Dietro di loro, quasi sempre già con il velo a nascondere i capelli, ci sono le bambine. Imparano da subito il loro ruolo nella gerarchia patriarcale della famiglia afghana.
Il matrimonio arriva all’improvviso, alla tenera età di 11-12 anni, ma anche prima, insieme al sesso.
Un atto di violenza dell’adulto, generalmente; un atto dovuto per la moglie bambina. È infatti l’uomo a scegliere la giovane sposa, facendosi carico anche del sostentamento della sua famiglia.
Ecco perché, nonostante siano permesse più mogli, la poligamia non è diffusa: non per scelta, ma per ristrettezze economiche.
Secondo l’ultimo rapporto dell’Unicef, oltre 600 bambini sotto i cinque anni muoiono nelle terre afghane ogni giorno per polmonite, poliomielite, tetano, tifo, tubercolosi, dissenteria, malattie esantematiche, e il 16% non supera nemmeno il primo anno di vita. Non sanno cosa sia il compleanno: i bambini non festeggiano il compimento degli anni, forse per la mancanza di orologi e calendari nelle case di fango, forse per il valore relativo dato al tempo che scorre, misurato con il sudore che cade lento sulla fronte. Oppure, e più semplicemente, perché ogni giorno che sopravvivono meriterebbe di per sé una festa!
Nelle province più lontane dai grossi centri urbani si registrano tassi di mortalità infantile tra i più alti al mondo, e il secondo (dopo la Sierra Leone) di mortalità delle gestanti.
Decenni di guerra, abusi sessuali, violenze domestiche, assenza di scuole e spazi ricreativi, feriscono la mente dei piccoli tanto quella degli adulti. Dati dell’Organizzazione Health Net disegnano un quadro drammatico: i bambini dell’Afghanistan sono secondi solo a quelli del Nepal per disturbi mentali, soprattutto nelle regioni sotto il controllo dei Talebani, dove musica, cinema, ballo ed arte erano e sono banditi.
Ma non sono solo le malattie a minacciare la vita dei piccoli afgani: dalle varie specie di insetti, aracnidi e serpenti velenosi alle mine e agli ordigni inesplosi ma ancora letali, tutto l’Afghanistan è disseminato di trappole mortali per i più deboli.
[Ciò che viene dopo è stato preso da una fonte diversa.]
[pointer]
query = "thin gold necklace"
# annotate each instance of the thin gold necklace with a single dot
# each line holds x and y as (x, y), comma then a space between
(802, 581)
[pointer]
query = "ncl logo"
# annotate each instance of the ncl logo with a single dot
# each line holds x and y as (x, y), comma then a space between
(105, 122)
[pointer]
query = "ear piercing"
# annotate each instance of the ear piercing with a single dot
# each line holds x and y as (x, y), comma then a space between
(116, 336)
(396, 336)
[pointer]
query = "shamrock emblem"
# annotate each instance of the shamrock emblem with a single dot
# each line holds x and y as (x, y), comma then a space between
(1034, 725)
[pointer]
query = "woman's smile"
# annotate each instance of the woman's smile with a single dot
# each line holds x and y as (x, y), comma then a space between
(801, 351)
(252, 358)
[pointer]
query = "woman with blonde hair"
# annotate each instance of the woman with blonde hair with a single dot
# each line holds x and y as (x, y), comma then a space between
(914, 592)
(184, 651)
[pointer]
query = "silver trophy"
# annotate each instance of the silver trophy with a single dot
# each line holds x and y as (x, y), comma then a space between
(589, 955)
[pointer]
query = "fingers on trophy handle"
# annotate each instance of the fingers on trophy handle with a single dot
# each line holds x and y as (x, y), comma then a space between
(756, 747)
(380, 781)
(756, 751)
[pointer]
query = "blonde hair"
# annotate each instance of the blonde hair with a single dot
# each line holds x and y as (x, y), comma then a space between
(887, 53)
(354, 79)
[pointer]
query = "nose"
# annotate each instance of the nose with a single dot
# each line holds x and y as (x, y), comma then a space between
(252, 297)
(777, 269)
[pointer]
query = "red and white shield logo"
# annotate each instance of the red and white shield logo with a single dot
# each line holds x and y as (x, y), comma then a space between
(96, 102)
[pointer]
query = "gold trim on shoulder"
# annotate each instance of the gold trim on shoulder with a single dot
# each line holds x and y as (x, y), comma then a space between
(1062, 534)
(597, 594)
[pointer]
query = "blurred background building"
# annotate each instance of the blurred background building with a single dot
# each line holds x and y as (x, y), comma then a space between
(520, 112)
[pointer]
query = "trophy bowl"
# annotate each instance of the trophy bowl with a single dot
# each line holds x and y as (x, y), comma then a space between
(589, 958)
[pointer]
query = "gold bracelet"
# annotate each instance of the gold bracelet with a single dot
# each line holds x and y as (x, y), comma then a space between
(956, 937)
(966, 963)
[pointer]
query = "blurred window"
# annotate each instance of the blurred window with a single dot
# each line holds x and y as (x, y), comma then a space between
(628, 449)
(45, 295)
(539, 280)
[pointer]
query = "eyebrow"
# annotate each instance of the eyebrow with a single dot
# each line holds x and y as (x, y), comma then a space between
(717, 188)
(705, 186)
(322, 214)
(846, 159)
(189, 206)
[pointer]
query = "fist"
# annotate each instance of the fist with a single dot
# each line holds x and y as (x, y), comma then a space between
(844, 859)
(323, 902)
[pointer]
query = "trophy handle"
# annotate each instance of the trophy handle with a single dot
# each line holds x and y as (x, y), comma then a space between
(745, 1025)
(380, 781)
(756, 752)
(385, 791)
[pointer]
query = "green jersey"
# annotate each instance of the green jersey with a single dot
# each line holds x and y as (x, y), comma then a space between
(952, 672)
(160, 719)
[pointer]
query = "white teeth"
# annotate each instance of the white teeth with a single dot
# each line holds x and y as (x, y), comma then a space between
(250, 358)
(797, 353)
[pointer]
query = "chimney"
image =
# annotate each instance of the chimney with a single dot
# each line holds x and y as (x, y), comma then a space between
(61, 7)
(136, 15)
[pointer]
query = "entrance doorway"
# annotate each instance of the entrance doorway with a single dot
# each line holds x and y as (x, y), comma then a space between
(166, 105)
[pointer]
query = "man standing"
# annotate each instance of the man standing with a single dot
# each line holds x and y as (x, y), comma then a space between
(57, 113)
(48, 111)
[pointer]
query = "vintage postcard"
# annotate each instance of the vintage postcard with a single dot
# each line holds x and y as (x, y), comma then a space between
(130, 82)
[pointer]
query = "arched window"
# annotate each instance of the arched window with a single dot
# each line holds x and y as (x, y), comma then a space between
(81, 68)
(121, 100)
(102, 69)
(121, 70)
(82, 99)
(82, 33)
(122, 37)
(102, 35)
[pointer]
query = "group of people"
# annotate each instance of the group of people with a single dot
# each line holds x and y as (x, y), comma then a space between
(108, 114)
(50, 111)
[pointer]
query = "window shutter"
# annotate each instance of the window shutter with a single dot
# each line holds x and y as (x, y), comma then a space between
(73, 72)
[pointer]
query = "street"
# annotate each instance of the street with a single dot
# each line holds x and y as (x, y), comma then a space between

Un terreno florido anche per i mercanti di organi e di schiavi venduti nei paesi arabi.
Il lavoro minorile è ampiamente diffuso, sia per necessità sia per motivi culturali. Nelle aree più povere, dove non è possibile l’attività di compravendita tipica dei bazar, anche improvvisati, che si incrociano invece l’uno dietro l’altro nei centri abitati più grandi, i bambini aiutano il padre nei campi o nella pastorizia, generalmente nomade. Lunghe distese di oppio e grano si stagliano nelle province sul finire dell’inverno, mentre si avvicina la stagione del raccolto. Non è inusuale vedere quindi, lungo i bordi delle strade, pesanti sacchi di grano verde trasportati dai più piccoli.
Le guerre e le malattie che esse trascinano negli anni, rubano l’infanzia agli afghani.
Eppure, sono ancora tanti i bambini che hanno il coraggio di sorridere.